Millennials voted decisively for President Barack Obama back in 2008, but we can't say we're better off financially than we were four years ago. Will our generation come out to support Obama in his re-election bid this November? What can the President do to re-inspire us?
These are some of the important questions that Heather McGee discussed with Bill Moyers on Friday in a wide-ranging conversation about the millennial generation. McGhee is a 30-year old millennial who directs the Washington office of the research and advocacy group Demos.
McGhee begins by discussing the economic challenges that millennials face, noting that unemployment for young people is twice the national average (hovering near 15%). She says we are the "first generation not likely to do better than our parents." But, she notes that 80% of our generatino still believe in the American Dream.
She argues that what is different about our generation is that most young people don't think about the fact that the biggest problems we face today are common problems that all could have public solutions. She says that "globalization, technological change, and the information age happened at a time when we lost our social contract." America decided that the economy would work better if we were all on our own. She says this is "one of the most pernicious affects of the Reagan revolution; [it has taken] the horizon of public policy solutions off the public conscious. We don't know there could be public solutions to our problems."

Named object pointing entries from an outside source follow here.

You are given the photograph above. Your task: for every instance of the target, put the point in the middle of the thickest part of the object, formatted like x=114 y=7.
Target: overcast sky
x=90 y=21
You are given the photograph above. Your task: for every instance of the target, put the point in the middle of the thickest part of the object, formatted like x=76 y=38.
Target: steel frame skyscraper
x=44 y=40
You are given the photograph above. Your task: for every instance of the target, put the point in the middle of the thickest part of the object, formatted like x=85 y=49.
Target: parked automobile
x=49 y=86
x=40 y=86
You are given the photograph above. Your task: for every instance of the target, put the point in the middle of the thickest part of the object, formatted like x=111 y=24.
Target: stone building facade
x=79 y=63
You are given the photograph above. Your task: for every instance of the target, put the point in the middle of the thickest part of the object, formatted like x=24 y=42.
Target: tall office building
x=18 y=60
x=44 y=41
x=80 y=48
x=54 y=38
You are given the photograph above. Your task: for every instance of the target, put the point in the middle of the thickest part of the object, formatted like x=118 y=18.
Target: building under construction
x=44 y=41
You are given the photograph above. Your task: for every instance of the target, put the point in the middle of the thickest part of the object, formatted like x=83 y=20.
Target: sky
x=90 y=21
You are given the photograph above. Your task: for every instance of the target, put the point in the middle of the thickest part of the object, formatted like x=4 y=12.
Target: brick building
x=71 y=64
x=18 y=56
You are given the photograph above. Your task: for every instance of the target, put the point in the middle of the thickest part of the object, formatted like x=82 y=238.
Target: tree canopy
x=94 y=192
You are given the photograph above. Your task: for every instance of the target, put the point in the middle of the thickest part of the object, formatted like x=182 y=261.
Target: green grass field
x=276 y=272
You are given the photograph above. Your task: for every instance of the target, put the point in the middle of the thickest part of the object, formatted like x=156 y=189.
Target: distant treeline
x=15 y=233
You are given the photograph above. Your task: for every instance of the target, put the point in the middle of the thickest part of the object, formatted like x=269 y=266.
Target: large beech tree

McGhee then says that in addition to experiencing record inequality in our economy, our generation is experiencing inequality in our democracy. "Since I was born, an entirely new industry was born that didn't used to exist, corporate lobbyists." She said that our generation has become the "guinea pigs" of the experiement of neoliberalism and trickle-down economics, a system that has benefited only the wealthy. As a result, millennials distrust Washington, a place where "so much of their energy goes to rewarding the corporate elite."
On the question of Obama, McGhee says that while millennials still show preferences for Democratic policies, values, and ideals, young people will vote on the economy in 2012. Given high levels of unemployment, she says that young people can't say they are better off financially than they were four years ago. To recapture young people's attention, she says Obama must call for a WPA-style generational jobs program, an action which would signal to millennials that "yes, your American government in on your side, young people."
Share your reactions to McGhee's characterizations of millennials. Do agree with her policy idea for how President Obama could once again appeal to our generation?